Attachment: repro script

repro script.  expect to click ok to proto error dialog a couple of times prior to crash

Comment 3

[Martijn Wargers (dead)]

The repro script testcase only crashes for me when I test it locally, after I've clicked 2 or 3 alerts away.

Reporter, thanks for attaching the talkback output, but only a talkback ID is useful, normally.
I get this Talkback ID: TB30306141E
nsTextFragment::CharAt  [mozilla/dist/include/content/nstextfragment.h, line 184]
nsBlockFrame::AppendFrames  [mozilla/layout/generic/nsblockframe.cpp, line 4561]
nsCSSFrameConstructor::AppendFrames  [mozilla/layout/base/nscssframeconstructor.cpp, line 7855]
nsCSSFrameConstructor::ContentAppended  [mozilla/layout/base/nscssframeconstructor.cpp, line 8589]

I can't reproduce the crash on branch.
It's crashing in layout, so I'm reassigning this to layout.
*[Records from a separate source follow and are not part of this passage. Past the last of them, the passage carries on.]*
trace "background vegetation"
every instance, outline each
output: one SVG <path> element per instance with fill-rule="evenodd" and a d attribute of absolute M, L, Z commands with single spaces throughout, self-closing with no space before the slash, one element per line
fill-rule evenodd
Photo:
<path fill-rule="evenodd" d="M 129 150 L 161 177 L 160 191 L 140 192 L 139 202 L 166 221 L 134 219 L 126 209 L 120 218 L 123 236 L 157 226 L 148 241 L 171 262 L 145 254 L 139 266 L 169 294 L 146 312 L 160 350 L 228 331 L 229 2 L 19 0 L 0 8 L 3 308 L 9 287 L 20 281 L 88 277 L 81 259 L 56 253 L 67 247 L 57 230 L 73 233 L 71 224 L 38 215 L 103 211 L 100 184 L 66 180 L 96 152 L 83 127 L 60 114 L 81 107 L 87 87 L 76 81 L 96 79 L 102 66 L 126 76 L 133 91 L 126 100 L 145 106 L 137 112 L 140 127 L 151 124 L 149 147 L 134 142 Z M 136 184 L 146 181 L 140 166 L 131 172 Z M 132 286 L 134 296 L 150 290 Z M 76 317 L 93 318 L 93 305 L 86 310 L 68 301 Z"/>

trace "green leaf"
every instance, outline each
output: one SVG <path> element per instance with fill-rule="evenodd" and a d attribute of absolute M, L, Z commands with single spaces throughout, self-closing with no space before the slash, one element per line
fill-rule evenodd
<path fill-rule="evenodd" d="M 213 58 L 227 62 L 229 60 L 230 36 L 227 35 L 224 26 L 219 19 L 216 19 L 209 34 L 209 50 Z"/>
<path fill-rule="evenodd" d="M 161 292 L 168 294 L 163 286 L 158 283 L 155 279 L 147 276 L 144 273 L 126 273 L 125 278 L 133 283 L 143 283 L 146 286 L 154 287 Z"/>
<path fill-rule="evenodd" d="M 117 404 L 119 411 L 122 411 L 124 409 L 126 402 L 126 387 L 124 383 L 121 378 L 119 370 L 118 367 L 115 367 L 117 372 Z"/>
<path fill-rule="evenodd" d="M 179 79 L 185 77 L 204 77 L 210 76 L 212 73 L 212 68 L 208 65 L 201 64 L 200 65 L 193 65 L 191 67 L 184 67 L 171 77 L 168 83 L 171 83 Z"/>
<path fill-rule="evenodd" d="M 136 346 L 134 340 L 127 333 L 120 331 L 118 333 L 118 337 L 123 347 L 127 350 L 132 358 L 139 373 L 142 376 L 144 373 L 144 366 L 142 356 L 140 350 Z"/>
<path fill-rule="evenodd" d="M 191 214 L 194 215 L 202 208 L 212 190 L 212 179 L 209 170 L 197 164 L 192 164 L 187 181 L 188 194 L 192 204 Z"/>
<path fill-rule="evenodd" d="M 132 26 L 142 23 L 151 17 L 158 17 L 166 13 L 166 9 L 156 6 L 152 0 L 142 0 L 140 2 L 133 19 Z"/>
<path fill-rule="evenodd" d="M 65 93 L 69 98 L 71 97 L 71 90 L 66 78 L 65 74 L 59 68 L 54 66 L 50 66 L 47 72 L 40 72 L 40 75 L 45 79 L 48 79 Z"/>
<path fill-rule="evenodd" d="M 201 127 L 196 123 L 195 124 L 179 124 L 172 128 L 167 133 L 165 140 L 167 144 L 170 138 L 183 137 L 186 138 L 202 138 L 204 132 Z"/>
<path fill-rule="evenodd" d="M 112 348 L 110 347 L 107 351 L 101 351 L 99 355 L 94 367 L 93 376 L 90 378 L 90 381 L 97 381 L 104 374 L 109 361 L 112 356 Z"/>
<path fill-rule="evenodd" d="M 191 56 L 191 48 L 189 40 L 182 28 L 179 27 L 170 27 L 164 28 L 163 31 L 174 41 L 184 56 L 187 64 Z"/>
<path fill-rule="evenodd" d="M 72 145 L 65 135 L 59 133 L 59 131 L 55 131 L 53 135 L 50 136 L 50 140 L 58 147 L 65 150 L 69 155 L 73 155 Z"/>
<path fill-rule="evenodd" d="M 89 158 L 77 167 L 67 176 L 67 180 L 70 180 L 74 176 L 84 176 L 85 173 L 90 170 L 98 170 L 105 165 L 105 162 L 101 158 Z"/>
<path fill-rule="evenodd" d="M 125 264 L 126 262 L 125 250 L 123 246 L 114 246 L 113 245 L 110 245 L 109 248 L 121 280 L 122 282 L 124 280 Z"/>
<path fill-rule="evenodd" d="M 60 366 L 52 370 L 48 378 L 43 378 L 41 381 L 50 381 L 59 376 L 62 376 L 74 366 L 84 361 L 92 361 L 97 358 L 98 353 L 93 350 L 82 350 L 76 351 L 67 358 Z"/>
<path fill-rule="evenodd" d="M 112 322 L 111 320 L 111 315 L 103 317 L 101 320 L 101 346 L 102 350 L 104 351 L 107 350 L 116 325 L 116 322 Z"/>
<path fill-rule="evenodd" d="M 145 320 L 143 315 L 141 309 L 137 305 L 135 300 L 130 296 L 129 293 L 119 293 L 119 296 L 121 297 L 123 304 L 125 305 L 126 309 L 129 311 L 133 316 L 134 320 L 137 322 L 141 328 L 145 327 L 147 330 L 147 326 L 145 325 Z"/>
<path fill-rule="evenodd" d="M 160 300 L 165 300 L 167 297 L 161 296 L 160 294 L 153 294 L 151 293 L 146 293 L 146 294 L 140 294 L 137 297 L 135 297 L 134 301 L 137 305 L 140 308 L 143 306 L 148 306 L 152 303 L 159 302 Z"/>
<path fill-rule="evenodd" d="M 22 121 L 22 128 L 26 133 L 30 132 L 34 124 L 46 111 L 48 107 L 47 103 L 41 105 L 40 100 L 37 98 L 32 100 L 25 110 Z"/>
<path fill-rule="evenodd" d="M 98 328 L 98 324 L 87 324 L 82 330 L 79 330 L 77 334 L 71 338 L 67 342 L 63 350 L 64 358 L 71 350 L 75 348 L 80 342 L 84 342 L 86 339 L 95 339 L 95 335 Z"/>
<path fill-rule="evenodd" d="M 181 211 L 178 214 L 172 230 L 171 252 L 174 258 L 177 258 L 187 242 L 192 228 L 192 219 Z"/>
I get a regression range between 2006-09-21 and 2006-09-22:
http://bonsai.mozilla.org/cvsquery.cgi?treeid=default&module=all&branch=HEAD&branchtype=match&dir=&file=&filetype=match&who=&whotype=match&sortby=Date&hours=2&date=explicit&mindate=2006-09-21+03&maxdate=2006-09-22+07&cvsroot=%2Fcvsroot
Regression from bug 312963 or bug 350137?  

Comment 4

[chris hofmann]

roc, can you have a look?

Comment 5

[Samuel Sidler (old account; do not CC)]

roc, have you had a chance to look at this yet?

Comment 6

[Jesse Ruderman]

WFM using Mac trunk debug and a local copy of the repro script.

Comment 7

[Jesse Ruderman]

Oops, I don't think I was testing properly.  I was using a fresh profile, which allowed the script to resize the window, so I didn't see the third alert and thought it was done.

I got way too many alerts, so I uncommented the 
  x != "location" &&
line and I'm trying again.

Comment 8

[Jesse Ruderman]

I also replaced the XMLHttpRequest logging with calls to dump() so I could see what was going on cheaply :)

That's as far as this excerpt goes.